ガレン:……フン、時を置いてますますって感じか。

    面白そうじゃねえの。


レオ:おいおいおいおいおい!

   噂をすれば何とやらにしたって、早過ぎんだろ!?


シャル:緊急警報発令、緊急警報発令。

    演習上に接近する、所属不明機が確認されました。

    現在演習中のチームは演習を中止し、直ちに帰投して下さい。

    繰り返します。

    演習上に接近する、所属不明機が確認されました。

    現在演習中のチームは演習を中止し、直ちに帰投して下さい。

    レベル4以上のチームは、各自出撃準備。

    ガレンチームの指揮に従い援護、接近機体に応戦して下さい。


グリード:……やはり、か……

     考えたくはなかったが、これは……


シャル:長官?

    どうかされましたか?


グリード:……いや、何でもない。

     それよりも、事は一刻を争う。

     恐らく『R』は、5年前よりも、更に強くなっていると予想される。

     ガレン、アロイ。

     お前達2人は、すまんが前線指揮を頼む。

     被害を最小限に食い止める為に、そして、UMIの存在意義を守る為に、だ。

​     ライトとレオは、2人のサポートに回れ。

     無理に相手はしなくていい。

     シャルとアニスは情報統制を行い、混乱の回避に努めてくれ。

     間違っても、先走るパイロットが出ないように。


ガレン:了ー解。


アロイ:了解しました。


シャル:はい。


アニス:りょ、了解です!


ライト:はい!


レオ:はーい!


グリード:では、各自出撃準備!

     無力化、又は鹵獲がベストだが、少しでも不可能と判断したら、即時破壊せよ。

     絶対に、1対1には持ち込まれるなよ。

     常に一定距離を取り、1対2以上を維持。

     いくら絶対的な機動力を持っていようと、レベル6の連携には手を焼くはずだ。

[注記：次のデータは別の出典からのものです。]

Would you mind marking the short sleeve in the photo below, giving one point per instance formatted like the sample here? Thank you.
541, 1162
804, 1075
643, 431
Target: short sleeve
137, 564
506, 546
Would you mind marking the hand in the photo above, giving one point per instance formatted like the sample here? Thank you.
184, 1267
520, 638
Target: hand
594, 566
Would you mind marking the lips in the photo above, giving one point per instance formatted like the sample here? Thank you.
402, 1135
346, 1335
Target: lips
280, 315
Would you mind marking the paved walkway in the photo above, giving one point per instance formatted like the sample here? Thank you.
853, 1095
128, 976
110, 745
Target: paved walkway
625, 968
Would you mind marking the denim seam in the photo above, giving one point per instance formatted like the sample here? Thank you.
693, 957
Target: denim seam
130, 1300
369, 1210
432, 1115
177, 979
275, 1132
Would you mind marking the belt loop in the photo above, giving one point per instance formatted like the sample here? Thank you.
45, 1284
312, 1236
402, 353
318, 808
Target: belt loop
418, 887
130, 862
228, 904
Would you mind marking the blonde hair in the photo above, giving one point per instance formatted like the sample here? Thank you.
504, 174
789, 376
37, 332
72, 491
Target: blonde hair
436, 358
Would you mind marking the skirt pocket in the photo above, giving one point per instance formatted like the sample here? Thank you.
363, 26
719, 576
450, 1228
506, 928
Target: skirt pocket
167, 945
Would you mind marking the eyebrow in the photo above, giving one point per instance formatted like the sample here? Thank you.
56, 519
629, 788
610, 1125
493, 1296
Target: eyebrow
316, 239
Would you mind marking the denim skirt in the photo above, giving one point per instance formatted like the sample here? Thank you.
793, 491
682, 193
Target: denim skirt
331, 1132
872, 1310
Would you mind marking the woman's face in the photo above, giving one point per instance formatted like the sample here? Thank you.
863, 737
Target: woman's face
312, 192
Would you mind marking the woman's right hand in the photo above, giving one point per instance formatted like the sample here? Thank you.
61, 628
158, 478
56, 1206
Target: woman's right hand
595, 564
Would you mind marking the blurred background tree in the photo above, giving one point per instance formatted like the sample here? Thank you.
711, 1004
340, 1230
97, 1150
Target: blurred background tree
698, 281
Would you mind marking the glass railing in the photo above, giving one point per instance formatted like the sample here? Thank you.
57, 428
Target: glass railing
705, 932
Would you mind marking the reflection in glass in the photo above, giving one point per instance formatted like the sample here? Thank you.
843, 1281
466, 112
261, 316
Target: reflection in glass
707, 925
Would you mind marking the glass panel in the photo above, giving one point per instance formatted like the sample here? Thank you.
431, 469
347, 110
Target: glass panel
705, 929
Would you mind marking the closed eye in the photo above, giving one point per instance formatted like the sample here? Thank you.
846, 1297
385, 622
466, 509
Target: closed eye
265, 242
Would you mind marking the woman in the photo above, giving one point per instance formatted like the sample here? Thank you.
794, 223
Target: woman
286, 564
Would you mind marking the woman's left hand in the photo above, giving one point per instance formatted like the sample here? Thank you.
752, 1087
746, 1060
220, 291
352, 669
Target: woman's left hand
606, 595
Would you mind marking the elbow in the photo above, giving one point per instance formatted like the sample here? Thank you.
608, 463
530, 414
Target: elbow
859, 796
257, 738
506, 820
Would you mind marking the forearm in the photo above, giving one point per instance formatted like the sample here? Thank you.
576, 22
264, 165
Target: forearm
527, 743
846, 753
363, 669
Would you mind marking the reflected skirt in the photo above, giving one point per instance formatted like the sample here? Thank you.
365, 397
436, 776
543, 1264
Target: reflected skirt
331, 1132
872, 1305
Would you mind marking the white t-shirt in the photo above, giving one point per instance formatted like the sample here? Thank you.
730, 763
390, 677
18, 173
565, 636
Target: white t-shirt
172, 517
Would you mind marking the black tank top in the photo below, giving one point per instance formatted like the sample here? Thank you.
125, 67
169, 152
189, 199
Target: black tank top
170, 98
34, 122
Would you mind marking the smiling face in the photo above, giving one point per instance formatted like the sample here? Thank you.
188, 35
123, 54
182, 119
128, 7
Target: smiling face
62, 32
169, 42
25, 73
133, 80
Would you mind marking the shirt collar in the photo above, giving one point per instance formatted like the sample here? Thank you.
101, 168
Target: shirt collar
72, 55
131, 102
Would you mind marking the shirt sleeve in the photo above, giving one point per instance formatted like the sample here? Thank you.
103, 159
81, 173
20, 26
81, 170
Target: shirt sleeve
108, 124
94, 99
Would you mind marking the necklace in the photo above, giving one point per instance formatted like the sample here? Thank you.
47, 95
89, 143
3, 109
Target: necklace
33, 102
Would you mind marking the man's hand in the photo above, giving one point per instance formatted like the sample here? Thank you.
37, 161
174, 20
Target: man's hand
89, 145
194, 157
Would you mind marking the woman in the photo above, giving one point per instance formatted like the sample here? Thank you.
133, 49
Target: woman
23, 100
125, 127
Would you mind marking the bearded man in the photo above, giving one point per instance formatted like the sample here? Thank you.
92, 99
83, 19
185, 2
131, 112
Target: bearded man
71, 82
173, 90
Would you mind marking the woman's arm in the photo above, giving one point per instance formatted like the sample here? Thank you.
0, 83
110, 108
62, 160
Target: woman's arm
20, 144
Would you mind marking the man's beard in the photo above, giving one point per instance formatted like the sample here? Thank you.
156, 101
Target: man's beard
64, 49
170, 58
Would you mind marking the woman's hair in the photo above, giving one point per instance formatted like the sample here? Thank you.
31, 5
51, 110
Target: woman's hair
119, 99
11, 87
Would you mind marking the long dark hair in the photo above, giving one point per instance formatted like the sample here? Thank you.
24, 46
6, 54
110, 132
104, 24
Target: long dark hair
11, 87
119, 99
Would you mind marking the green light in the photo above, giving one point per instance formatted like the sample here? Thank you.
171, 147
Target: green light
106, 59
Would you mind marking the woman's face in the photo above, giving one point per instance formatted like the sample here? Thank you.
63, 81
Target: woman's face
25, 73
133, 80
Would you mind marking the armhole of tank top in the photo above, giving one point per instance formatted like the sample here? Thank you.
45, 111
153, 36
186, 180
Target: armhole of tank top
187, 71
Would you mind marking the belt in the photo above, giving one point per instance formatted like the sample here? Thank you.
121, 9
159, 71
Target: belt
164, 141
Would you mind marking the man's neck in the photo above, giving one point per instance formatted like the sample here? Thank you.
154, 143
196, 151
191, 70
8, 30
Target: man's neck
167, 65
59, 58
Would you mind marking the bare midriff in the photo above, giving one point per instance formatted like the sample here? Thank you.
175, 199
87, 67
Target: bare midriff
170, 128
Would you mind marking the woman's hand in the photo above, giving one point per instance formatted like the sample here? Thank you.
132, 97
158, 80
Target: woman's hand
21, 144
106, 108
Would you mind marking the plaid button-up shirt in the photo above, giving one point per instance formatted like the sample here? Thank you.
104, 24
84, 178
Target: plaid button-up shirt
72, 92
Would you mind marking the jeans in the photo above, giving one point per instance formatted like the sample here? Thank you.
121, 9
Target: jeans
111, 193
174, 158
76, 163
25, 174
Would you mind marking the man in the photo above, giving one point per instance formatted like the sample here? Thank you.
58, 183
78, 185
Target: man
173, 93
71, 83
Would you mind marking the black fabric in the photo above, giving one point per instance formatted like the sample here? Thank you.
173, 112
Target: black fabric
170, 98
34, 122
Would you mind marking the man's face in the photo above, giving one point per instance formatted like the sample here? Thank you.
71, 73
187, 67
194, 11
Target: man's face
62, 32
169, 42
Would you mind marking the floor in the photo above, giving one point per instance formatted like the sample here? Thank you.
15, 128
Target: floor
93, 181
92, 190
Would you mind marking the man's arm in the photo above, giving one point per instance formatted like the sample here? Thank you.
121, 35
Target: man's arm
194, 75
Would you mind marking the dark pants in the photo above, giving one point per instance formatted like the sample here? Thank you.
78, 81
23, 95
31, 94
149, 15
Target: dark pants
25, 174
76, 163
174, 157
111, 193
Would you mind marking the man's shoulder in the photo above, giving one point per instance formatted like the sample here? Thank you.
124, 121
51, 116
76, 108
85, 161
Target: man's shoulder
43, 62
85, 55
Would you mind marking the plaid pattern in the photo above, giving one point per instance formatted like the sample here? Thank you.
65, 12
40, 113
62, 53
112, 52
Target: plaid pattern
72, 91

     UMIの威信と秩序にかけて、『R』なる過去の亡霊に、徹底的に抗戦せよ!!


アニス:カタパルトゲート、開きます!


シャル:『R』、演習場内へ侵入を確認。

    火器の携行は見られませんが、既に臨戦態勢に入っている模様。

    皆さん、お気を付けて。

ガレン:おうよ、言われなくても分かってらあ。

    ……さあて、『R』さんよ。

    あん時とどれだけ変わってくれたのか……見せてもらおうじゃねえか。

    ガレン=シュウラ、出るぞ!


アロイ:全く……過去の亡霊だなんて、悪い冗談で済ませて欲しかったな。

    ……『R』……出来れば君とは、二度と会いたくなかったよ。

    アロイ=リヒタルト、出撃します。


レオ:いや、マジで冷や汗が……手汗が止まんねえ、やべえなこれ。

   もう明らかに、やばい感じガンガンに伝わって来るもんなー……

   ……まあ、何とかなるっしょ!

   俺だって、何だかんだで最近活躍してるし!

   ……たぶんだけど。


シャル:レオさん、出撃を。


レオ:シャルロッテちゃんは相変わらずだし!

   こういう時くらい、優しい言葉の一つや二つあった方が、俺みたいな奴はね?


シャル:出撃を。


レオ:ハーイ、ワカリマシター。

   レオ=フィルダート、出まーす!


ライト:………………


アニス:……ライトさん? どうされました?


ライト:……あ、ああ……いや、何でもないよ。

    ちょっと、緊張してるだけで。


アニス:……あ、あはは。

    実は、私もだいぶ……


ライト:……けど、今は俺達がやらなくちゃいけないんだよな。

    それが、エースのチームの、宿命なんだから。


アニス:……そう、ですね。

    私達オペレーターは、こんな無責任な言葉しか送れませんけど……

    頑張って下さい、……お気を付けて。


ライト:ああ。


シャル:……無事に、戻って来て下さいね。


ライト:え?


シャル:……何でもありません。

    それよりも、一刻も早い出撃を。

    敵は、眼前まで迫っています。


ライト:了解。

    ライト=アーヴェルング、行きます!


レオ:ライト。


ライト:ん?

    何だよ、怖い顔して。


レオ:せいぜい後ろには気を付けるんだな……


ライト:何でだよ!


レオ:だってお前……なんでお前ばっかり……


ライト:そんなこと言われても……


アロイ:ほら、2人とも、お喋りはそこまでだ。

    来るよ!

――――――――――――――――――――――――――――――――――――――


グリード:『R』が再び現れた、となると……

     我々も、覚悟を決めねばならんかもしれんな。

     ……過去の災厄には、過去の災厄を……か。

     全く、上層部はとんでもない事を簡単に言ってくれる。

     ……今のUMIの戦力では、『R』に太刀打ちしきれん事は明白、だが……

     今はその時ではない……いや、その時など、来てはならんのだ。

     『G.A.I.A(ガイア)』を、再び目覚めさせるなどと……

     絶対に、あってはならん。